The visual images in the ad, which Davis says has been viewed even more than McCain’s “Celeb” ad linking Obama to the likes of Paris Hilton and Britney Spears, also seem to evoke the cover art of several Left Behind books. But they’re not the cartoonish images of clouds parting and shining light upon Obama that might be expected in an ad spoofing him as a messiah. Instead, the screen displays a sinister orange light surrounded by darkness and later the faint image of a staircase leading up to heaven.
Democratic consultant Eric Sapp insists, “the frequency of these images and references don’t make any sense unless you’re trying to send the message that Obama could be the Antichrist.” Mara Vanderslice, another Democratic consultant, who handled religious outreach for the 2004 Kerry campaign, added, “If they wanted to be funny, if they really wanted to play up the idea that Obama thinks he’s the Second Coming, there were better ways to do it. Why use these awkward lines like, ‘And the world will receive his blessings’?”
Personally, I’m not sure how coincidental any of this might be, but I would note that this is what dog-whistle politics is all about.
Also from the God Machine this week:
* The union that represents workers at a Tyson Foods poultry plant in Tennessee “negotiated a contract that substitutes a Muslim holiday for Labor Day as one of the eight paid holidays at the plant,” a move the union said was necessary to help accommodate the spiritual needs of an increasingly large Muslim workforce. Responding to the news, right-wing bloggers freaked out, began to organize a boycott, and Tyson Foods announced yesterday that it has backed down.
* Two Kentucky counties that want to promote state-sponsored Ten Commandments displays are trying to convince a federal judge that the religious code of the Old Testament is not, in fact, religious. Ironically, one might think anti-religion activists would want to strip sacred texts of their spiritual significance. In recent years, it’s conservative Christians who have been doing it. (thanks to reader U.S. for the tip)

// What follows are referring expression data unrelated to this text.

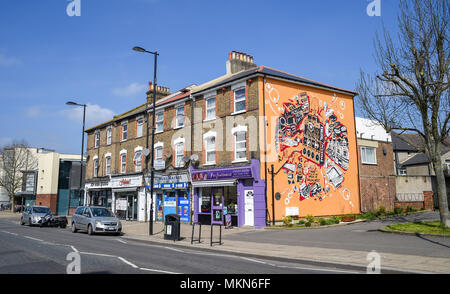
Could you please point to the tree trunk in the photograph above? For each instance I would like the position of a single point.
(442, 193)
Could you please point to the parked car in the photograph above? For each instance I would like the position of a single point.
(32, 215)
(94, 219)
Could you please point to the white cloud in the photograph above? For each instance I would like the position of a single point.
(8, 61)
(132, 89)
(95, 114)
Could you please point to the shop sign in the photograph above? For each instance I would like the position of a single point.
(123, 182)
(98, 184)
(222, 174)
(121, 204)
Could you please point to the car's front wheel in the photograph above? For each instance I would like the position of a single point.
(74, 229)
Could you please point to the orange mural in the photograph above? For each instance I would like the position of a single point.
(311, 142)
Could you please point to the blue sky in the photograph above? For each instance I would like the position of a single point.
(47, 57)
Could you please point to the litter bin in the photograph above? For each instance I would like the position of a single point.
(172, 227)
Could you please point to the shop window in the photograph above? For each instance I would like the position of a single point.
(217, 196)
(204, 201)
(231, 199)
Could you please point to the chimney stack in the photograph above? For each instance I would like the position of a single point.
(238, 61)
(161, 92)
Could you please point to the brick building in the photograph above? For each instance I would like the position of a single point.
(215, 144)
(376, 166)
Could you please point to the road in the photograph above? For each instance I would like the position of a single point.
(34, 250)
(362, 236)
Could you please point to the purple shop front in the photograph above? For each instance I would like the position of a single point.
(235, 193)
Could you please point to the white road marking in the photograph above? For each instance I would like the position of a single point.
(98, 254)
(158, 271)
(14, 234)
(127, 262)
(177, 250)
(35, 239)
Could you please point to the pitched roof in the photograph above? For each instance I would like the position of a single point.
(399, 144)
(265, 71)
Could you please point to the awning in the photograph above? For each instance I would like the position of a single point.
(214, 183)
(125, 190)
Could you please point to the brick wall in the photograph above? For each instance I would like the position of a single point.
(426, 204)
(377, 181)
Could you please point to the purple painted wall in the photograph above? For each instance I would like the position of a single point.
(259, 198)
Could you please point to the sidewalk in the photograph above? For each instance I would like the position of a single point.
(138, 231)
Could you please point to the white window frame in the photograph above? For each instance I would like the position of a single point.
(95, 159)
(123, 153)
(402, 171)
(177, 116)
(97, 139)
(107, 164)
(235, 88)
(206, 139)
(138, 159)
(125, 123)
(109, 135)
(159, 122)
(179, 163)
(208, 97)
(139, 126)
(364, 159)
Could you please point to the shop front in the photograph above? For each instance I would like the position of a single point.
(98, 192)
(232, 194)
(128, 197)
(172, 196)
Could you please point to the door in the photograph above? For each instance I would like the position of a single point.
(132, 207)
(217, 206)
(249, 208)
(84, 219)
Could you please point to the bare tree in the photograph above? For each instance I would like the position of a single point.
(410, 93)
(14, 159)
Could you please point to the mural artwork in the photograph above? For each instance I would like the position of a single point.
(312, 147)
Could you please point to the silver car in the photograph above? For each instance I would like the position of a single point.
(95, 219)
(33, 214)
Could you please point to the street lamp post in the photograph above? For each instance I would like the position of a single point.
(152, 176)
(82, 147)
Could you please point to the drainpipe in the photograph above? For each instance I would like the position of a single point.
(265, 145)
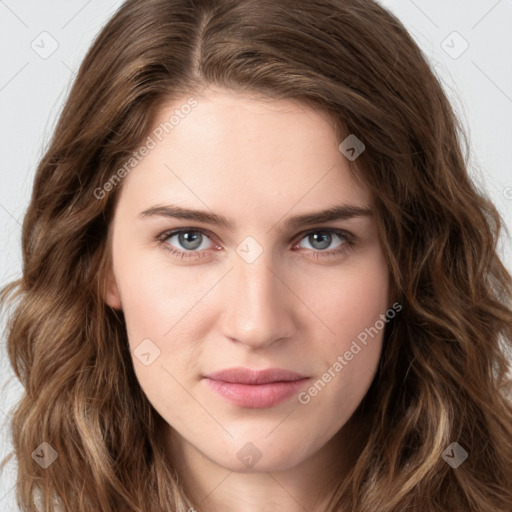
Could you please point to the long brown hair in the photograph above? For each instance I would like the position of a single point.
(442, 377)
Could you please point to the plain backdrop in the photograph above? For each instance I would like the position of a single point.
(469, 44)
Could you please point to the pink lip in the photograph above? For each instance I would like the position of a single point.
(255, 389)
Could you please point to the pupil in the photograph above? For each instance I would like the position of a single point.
(189, 240)
(324, 239)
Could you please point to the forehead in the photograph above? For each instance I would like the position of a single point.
(236, 152)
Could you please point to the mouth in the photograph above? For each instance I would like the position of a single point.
(255, 389)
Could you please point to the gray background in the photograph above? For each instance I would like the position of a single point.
(42, 44)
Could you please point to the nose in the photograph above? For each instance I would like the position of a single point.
(257, 307)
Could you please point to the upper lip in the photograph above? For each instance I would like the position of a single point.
(248, 376)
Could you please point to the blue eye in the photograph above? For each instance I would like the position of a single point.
(191, 242)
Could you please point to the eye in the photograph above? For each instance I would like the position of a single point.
(194, 243)
(321, 239)
(185, 243)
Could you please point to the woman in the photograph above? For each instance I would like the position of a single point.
(258, 277)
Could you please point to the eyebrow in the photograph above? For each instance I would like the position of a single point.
(338, 212)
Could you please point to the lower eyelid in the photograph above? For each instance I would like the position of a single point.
(346, 244)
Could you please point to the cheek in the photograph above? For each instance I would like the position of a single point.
(350, 298)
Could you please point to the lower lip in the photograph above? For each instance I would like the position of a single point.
(256, 396)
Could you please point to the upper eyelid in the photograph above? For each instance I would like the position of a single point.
(298, 237)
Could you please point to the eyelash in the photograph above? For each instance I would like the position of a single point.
(346, 238)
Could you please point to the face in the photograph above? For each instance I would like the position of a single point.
(253, 281)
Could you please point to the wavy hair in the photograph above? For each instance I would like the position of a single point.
(443, 374)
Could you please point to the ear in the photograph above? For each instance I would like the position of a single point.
(111, 291)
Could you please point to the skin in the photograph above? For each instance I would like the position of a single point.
(257, 163)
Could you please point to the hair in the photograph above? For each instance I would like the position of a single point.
(442, 376)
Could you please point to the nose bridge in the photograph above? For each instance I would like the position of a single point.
(256, 306)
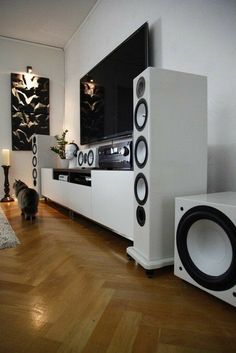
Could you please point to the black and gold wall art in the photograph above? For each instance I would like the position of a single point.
(29, 109)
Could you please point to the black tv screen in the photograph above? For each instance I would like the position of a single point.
(106, 91)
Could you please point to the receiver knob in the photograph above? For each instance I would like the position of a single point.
(124, 151)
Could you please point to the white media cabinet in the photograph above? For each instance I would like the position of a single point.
(104, 196)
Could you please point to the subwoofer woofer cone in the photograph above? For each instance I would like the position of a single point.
(206, 243)
(140, 215)
(141, 188)
(141, 114)
(140, 87)
(141, 152)
(90, 158)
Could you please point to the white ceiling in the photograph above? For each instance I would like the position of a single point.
(49, 22)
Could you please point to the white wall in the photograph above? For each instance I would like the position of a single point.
(46, 62)
(196, 36)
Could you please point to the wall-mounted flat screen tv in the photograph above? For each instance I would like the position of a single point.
(106, 91)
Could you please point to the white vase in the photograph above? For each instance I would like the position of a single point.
(62, 163)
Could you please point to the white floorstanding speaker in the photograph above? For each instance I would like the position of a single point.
(170, 157)
(42, 157)
(87, 158)
(205, 243)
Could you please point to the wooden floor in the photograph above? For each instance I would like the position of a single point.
(69, 287)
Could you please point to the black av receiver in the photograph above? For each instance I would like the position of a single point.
(116, 156)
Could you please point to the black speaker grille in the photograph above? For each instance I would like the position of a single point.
(140, 87)
(90, 158)
(141, 152)
(141, 114)
(141, 188)
(80, 158)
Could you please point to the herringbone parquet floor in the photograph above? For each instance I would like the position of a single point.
(69, 288)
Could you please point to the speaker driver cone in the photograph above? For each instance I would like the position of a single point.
(90, 157)
(34, 173)
(140, 87)
(34, 161)
(141, 216)
(141, 114)
(34, 148)
(206, 243)
(80, 158)
(141, 152)
(141, 189)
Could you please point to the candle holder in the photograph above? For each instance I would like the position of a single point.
(7, 197)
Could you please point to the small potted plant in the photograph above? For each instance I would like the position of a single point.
(59, 149)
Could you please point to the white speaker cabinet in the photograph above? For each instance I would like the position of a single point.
(205, 243)
(170, 157)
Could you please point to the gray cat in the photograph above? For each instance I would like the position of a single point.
(27, 199)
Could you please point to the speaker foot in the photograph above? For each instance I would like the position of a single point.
(150, 273)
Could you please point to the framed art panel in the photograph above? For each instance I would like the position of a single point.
(29, 109)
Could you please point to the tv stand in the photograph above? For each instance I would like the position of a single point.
(104, 196)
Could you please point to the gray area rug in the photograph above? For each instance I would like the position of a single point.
(8, 239)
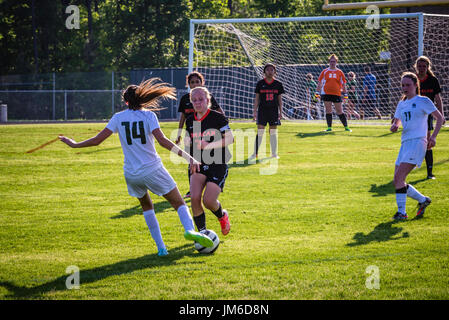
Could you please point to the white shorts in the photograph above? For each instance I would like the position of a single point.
(159, 182)
(412, 151)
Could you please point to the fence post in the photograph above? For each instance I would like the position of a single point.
(112, 90)
(54, 96)
(65, 105)
(3, 113)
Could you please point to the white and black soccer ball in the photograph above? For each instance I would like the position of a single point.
(214, 237)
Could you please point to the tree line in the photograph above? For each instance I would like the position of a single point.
(118, 34)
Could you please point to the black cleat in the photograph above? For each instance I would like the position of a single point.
(422, 207)
(400, 216)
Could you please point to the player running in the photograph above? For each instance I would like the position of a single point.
(412, 111)
(193, 79)
(143, 168)
(209, 135)
(430, 87)
(268, 108)
(331, 87)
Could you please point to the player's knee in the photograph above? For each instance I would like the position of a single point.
(210, 203)
(195, 198)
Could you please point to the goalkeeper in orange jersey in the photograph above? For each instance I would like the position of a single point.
(332, 90)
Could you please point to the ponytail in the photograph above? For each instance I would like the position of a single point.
(147, 94)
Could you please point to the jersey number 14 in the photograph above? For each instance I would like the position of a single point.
(131, 131)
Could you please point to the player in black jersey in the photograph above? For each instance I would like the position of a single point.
(268, 108)
(193, 80)
(209, 135)
(430, 87)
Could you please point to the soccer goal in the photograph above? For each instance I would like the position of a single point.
(231, 54)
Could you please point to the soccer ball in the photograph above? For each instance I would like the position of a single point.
(214, 237)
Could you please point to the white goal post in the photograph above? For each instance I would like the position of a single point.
(231, 54)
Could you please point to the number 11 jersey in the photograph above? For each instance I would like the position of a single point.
(268, 93)
(413, 114)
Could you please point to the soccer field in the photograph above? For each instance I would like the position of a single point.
(319, 227)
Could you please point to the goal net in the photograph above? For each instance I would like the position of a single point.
(231, 55)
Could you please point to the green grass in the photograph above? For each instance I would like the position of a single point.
(309, 231)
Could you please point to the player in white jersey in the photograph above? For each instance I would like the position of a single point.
(412, 111)
(143, 169)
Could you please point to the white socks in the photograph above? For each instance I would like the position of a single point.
(401, 199)
(415, 194)
(153, 225)
(185, 217)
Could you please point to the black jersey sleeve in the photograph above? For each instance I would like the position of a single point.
(437, 86)
(183, 102)
(281, 88)
(258, 85)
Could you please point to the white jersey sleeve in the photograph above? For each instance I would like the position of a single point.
(112, 124)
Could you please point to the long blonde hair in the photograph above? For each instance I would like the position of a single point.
(415, 80)
(206, 92)
(429, 65)
(147, 94)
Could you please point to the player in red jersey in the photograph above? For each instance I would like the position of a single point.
(268, 108)
(430, 87)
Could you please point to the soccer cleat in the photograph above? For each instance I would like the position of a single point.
(201, 238)
(224, 223)
(422, 207)
(162, 252)
(400, 216)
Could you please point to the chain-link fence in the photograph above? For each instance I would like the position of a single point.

* And finally, this has become quite an embarrassment for one of the nation’s high-profile megachurch leaders: “Victoria Osteen, co-pastor of one of the nation’s largest megachurches, denied in testimony Friday that she had assaulted a Continental Airlines flight attendant who is suing her for 10 percent of her net worth. The plaintiff, Sharon Brown, whose account is backed by other flight attendants, maintains that Ms. Osteen shoved her against a restroom door, in the process elbowing her in the breast, during boarding of a December 2005 flight to Vail, Colo., from Houston. The altercation developed, Ms. Brown says, because Ms. Osteen felt that a spot of liquid had not been cleaned from her first-class seat’s armrest fast enough.”